Acting as the club’s captain, Okocha led by example with his flamboyant skillset matched by a cool demeanour and an eye for passing. He also had a wicked shot from a long distance too netting potential goal of the season contenders from all sorts of striking distances on several occasions.
He was a well-loved figure at The Reebok Stadium and his efforts were rewarded with consecutive BBC African Player of the Year awards in 2003 and 2004 for his exploits in the Premier League. He continues to have ties in English football having encouraged his nephew Alex Iwobi into English football who has followed in the family tradition of being a Premier League star and one of the best Nigerian footballers in its history.
Yakubu (Portsmouth, Middlesbrough, Everton, Blackburn)

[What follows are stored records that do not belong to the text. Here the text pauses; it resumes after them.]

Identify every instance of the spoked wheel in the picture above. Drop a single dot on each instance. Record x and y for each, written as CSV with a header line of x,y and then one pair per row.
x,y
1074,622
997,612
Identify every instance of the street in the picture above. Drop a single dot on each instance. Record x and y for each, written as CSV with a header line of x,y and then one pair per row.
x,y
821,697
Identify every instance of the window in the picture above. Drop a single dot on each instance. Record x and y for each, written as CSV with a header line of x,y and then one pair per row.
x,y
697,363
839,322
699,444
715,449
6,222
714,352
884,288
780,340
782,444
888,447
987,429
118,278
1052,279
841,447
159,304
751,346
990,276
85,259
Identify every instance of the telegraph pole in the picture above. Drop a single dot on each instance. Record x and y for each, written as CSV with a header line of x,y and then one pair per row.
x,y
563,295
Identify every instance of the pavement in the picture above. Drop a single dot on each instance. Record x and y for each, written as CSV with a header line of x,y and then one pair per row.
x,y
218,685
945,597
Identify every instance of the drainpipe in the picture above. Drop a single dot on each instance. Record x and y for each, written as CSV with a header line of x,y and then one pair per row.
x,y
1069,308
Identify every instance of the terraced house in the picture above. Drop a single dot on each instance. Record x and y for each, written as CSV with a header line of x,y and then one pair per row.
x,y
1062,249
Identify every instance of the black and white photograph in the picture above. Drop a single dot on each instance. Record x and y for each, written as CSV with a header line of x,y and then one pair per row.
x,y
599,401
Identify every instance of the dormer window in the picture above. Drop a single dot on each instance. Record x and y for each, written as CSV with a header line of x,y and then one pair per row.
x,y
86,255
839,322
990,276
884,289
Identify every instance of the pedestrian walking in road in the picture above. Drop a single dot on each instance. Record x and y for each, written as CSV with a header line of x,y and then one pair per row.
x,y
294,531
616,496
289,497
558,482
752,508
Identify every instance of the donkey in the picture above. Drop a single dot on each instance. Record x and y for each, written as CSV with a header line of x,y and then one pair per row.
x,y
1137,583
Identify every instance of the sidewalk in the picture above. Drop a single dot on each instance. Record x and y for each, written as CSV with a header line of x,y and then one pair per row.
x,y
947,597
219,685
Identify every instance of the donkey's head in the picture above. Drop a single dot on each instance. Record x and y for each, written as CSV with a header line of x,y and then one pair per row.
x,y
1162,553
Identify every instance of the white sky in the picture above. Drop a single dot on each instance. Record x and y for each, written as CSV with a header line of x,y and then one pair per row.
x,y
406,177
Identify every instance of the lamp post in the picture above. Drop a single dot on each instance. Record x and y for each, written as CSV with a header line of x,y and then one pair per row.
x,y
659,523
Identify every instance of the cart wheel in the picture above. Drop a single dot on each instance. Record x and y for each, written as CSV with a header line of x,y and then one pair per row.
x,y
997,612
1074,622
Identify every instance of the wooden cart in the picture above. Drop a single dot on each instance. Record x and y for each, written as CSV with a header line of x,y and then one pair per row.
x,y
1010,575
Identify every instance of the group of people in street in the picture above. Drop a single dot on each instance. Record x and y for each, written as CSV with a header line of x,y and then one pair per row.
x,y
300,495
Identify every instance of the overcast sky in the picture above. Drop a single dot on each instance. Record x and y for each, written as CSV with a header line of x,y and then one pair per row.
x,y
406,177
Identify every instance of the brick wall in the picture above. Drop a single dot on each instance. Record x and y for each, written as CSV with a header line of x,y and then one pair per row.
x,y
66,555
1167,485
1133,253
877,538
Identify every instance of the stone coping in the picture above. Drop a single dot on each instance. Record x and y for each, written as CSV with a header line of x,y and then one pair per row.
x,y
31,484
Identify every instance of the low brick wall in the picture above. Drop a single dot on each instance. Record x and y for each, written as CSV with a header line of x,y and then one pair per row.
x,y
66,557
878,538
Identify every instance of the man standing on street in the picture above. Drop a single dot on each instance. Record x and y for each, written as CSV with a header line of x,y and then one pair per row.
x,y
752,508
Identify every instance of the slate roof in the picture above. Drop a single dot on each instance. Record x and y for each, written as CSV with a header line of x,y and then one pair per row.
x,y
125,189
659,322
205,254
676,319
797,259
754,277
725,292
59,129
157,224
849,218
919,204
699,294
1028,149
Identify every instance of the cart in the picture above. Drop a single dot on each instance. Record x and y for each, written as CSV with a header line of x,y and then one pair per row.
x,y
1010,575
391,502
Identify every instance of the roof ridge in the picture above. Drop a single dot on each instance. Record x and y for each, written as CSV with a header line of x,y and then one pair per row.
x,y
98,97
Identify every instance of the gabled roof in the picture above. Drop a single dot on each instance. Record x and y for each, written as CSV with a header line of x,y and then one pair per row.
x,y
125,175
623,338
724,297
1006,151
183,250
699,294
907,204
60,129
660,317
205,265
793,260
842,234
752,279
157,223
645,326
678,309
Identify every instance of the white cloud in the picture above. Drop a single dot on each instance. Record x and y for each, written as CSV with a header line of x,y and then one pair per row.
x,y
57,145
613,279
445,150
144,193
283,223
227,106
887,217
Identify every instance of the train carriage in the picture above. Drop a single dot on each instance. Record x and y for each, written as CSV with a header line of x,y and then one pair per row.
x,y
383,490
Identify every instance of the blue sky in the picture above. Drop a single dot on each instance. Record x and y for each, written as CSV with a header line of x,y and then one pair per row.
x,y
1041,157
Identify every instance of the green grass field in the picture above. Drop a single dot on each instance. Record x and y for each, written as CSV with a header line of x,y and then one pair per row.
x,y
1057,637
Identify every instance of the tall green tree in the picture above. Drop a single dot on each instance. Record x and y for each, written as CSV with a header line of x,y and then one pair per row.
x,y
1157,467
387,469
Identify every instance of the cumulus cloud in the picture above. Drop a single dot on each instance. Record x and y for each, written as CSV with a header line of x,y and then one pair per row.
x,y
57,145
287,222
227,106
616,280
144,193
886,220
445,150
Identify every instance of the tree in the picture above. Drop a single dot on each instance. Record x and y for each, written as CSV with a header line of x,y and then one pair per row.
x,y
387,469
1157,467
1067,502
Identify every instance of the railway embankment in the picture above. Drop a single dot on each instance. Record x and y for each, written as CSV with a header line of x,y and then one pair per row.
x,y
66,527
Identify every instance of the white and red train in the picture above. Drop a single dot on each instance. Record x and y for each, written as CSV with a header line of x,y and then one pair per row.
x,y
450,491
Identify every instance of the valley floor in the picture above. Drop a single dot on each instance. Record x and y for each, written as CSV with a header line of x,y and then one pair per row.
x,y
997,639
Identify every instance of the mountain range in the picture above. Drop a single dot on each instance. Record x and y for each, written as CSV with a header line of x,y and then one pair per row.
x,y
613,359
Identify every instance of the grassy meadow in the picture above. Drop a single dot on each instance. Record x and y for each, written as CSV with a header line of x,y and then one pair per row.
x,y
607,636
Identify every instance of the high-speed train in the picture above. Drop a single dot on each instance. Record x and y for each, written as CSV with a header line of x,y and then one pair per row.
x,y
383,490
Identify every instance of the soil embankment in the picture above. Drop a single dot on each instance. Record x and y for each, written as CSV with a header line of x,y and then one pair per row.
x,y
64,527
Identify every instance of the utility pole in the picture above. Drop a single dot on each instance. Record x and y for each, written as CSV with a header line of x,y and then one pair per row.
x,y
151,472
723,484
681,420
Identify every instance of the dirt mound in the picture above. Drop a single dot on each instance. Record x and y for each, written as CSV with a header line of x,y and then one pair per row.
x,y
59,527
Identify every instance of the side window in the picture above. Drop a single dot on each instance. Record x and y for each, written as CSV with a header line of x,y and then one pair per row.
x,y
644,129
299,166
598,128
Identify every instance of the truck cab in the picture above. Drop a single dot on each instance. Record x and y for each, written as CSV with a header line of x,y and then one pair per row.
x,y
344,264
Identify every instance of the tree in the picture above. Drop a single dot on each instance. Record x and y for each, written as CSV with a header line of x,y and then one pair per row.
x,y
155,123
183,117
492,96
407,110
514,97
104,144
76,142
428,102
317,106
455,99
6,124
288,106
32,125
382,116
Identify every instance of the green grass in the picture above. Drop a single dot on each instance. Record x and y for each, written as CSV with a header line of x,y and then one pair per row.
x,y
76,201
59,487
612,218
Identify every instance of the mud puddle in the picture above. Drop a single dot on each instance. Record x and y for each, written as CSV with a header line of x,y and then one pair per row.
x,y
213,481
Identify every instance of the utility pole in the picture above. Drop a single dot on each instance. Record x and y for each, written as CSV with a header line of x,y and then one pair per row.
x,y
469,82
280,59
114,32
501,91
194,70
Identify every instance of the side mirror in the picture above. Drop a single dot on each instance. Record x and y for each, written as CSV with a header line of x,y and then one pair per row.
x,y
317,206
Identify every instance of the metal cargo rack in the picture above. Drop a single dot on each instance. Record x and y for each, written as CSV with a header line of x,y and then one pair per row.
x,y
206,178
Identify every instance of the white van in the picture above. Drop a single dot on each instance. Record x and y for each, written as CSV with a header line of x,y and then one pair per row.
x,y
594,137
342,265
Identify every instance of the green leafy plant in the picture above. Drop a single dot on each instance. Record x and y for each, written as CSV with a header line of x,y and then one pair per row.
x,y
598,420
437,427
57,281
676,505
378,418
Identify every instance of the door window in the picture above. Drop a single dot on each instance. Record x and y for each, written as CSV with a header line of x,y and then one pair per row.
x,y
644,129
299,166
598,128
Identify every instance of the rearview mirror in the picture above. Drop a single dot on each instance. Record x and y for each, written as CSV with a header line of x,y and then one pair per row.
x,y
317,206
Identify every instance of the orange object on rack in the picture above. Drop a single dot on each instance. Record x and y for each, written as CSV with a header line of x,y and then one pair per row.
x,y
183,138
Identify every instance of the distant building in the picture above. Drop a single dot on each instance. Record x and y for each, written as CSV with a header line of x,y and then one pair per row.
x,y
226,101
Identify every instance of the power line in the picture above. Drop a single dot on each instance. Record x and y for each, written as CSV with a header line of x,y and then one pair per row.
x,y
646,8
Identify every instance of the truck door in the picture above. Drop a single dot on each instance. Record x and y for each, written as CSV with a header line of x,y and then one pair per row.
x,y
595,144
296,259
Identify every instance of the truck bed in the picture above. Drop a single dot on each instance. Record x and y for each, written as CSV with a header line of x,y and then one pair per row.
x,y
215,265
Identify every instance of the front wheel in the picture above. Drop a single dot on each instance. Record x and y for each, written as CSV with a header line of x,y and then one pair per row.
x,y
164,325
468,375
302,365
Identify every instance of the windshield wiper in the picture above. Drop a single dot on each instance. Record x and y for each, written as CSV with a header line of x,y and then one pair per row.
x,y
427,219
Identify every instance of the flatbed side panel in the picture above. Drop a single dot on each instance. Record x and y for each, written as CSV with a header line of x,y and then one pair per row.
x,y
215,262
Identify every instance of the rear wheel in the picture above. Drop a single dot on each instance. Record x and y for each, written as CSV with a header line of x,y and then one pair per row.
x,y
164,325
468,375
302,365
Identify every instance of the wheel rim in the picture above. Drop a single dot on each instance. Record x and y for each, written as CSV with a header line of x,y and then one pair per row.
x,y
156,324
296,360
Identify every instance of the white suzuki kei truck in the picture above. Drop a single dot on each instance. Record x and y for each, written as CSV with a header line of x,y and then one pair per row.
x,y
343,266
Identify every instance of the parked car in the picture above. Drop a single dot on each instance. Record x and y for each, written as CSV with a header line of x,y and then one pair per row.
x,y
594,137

Ayegbeni Yakubu made a name for himself by being the closest match to a moving freight train anywhere on a football pitch. His huge physical presence was enough to shake off even the strongest of defenders yet he still had all the technical ability to find the back of the net without any issue.
Deadly in the penalty box and extremely powerful in the air, Yakubu was a clinical finisher no matter what type of side he was facing. His presence helped the likes of Middlesbrough and Everton compete strongly in both domestic and European competitions scoring at vital moments throughout the season. Injuries prevented Yakubu from ever earning a move to a top side but he was a player who always shone through no matter who he played against.
Kanu (Arsenal, West Brom, Portsmouth)
Whilst his first name may utter some concerned frowns from your parents, there is no denying that Nwankwo Kanu endeared himself to football fans throughout England. His time with Arsenal saw the Nigerian predator support the likes of Thierry Henry and Dennis Bergkamp in a terrifying attack that led to two Premier League titles including being a part of “The Invincibles” team that won the 03/04 campaign.
His ability in the final third was immense proven none more so in a 1999 clash against Chelsea where he came off the bench to score a 15-minute hat-trick and help The Gunners win 3-2. This form continued to show itself off during his time with Portsmouth where it was his goal that won Pompey the 2008 FA Cup in a 1-0 victory against Cardiff. With fans across the country chanting his name on the pitch, his reputation grew off the pitch with numerous charitable donations and events for children in both Nigeria and the UK. A class act through and through. One of the best Nigerian footballers to grace the Premier League, if not the best.